Nothing is so fatiguing as the eternal hanging on of an uncompleted task. ~William James

Friday, October 22, 2010

Shenpa, Schmenpa: On Getting the Hook

Pema Chodron, in whose wise, albeit virtual company I spent last weekend, (see Time Out and Done for the Week:  All This, and San Francisco!) has been teaching for some time on the subject of shenpa.  Shenpa is a


Tibetan word . . . .usually translated "attachment," but a more descriptive translation might be "hooked." When shenpa hooks us, we're likely to get stuck. We could call shenpa "that sticky feeling." It's an everyday experience. Even a spot on your new sweater can take you there. At the subtlest level, we feel a tightening, a tensing, a sense of closing down. Then we feel a sense of withdrawing, not wanting to be where we are. That's the hooked quality.
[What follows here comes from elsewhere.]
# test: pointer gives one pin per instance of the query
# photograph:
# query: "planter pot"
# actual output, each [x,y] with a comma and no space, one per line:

That tight feeling has the power to hook us into self-denigration, blame, anger, jealousy and other emotions which lead to words and actions that end up poisoning us. 
And though she didn't focus so much on shenpa last weekend, I have been doing my own little independent study on the subject the last couple of days.  Yesterday and the day before might aptly be termed "Days of Rage," in which I became "hooked" by my feelings of anger resulting from my rediscovery of the fact that the world is not my oyster.


It started on Wednesday evening, when my meditation group was once again besieged by a building full of noisy groups of people, evincing their outrageous unconcern with our need for peace and QUIET.  Recent weeks have seen a disturbing (to me, hence the shenpa) uptick in usage of our church building by various ad hoc and standing committees on the very night that our group had chosen to meet.  The first result was that we were bumped from our spacious, and familiar quarters, and reassigned to the "Quiet" Room.  The latter is a much smaller space filled with recently relocated church library overflow and items devoted to occupying fussy children and their parents during services.  The room itself has recently been renamed, its previous moniker "Cry Room" more fitting to my experience in it lately.  
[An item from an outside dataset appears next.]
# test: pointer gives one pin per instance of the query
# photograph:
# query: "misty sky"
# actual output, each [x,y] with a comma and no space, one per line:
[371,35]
Last week, we contended with loud conversations outside the door to our assigned room, and riotous laughing accompanying a video being played at a deafening volume on the other side of an apparently paper wall.  The offending soundtrack also boomed through the sanctuary where we sought to do our walking meditation--since our "meditation space" was too small to accommodate doing anything but sitting on our chairs and cushions in a tight little circle.  We tried seeking refuge for walking in the not-so-atmospheric church basement, but a Tai Chi group occupied the central area, and the other meeting rooms, like those upstairs, were all filled.  Back to the sanctuary, and the party noise spillover.  And our efforts to "be in the moment," and "focus on the breath."  That was a new low.


Until this week, when the noise and the apparent revelry continued unabated.  This time the sanctuary too was in use by new members "building their own theology" with our minister.  Having benefited from that curriculum myself some years ago, I could hardly begrudge them the space, or their having fun with the enterprise.  But I did.  Just a little.


When it came time for our walking meditation, we decided to head outside, to our "prairie circle" drive in front of the church.  The temperature was pleasant enough, and the moon was full.  But it was intermittently sprinkling and raining for most of our walk.  And then there was the coming and going of cars to this newly irresistible mecca.  And the gaping.  What were these weirdos doing walking in slow motion in the dark and the dampness?


I know that, theoretically, "everything is my teacher," and that I should have been able to block out all this distraction and use the opportunity to train my mind.  And theoretically, I should be able to meditate in Times Square, too.  But I'm not that good.  Not ready for that particular prime time.  


But here's the thing.  It wasn't the noise, really.  It was my emotion about the noise, and the fact that others were making that noise when it didn't fit in with my plans.  What Pema calls the "story line."  And that's what hooked me.  Meditation became anger management, and it wasn't going so well.  In retrospect, I can see myself spiraling down into the kind of martyred thinking that has been a challenge for me in other arenas.  I can't get what I want, what I see myself as entitled to, so I feel and act out my victimization.  


The meditation dilemma was bad enough, but as it turns out, easily resolved.  We decided to move to another night, one with almost no other scheduled meetings or events.  We will once again have the building mostly to our quiet selves, and can return to our preferred spot within it.


But I am seeing this morning, having spent a restless night dealing with a fresh anger, that it doesn't end there.  Apparently, given my response to my husband's actions yesterday, I have the same control issues in other areas of my life.  And they hook me again and again.  


All this relates to getting stuff done because it involves so much counterproductive emotion and action and inaction.  Yesterday I was too angry to meditate.  I fell off a curb and reinjured the left foot that I am going to need for my race on Sunday.  I spent too much time trying to calm myself playing Mahjong Medley on my computer.  All the jaw-clenching and shoulder-hunching gave me a splitting headache and unraveled my post-yoga serenity.  Hours that could have been spent writing went unreflexively down the rabbit hole of web design.  Lost time.  As in, I was lost for much of that time.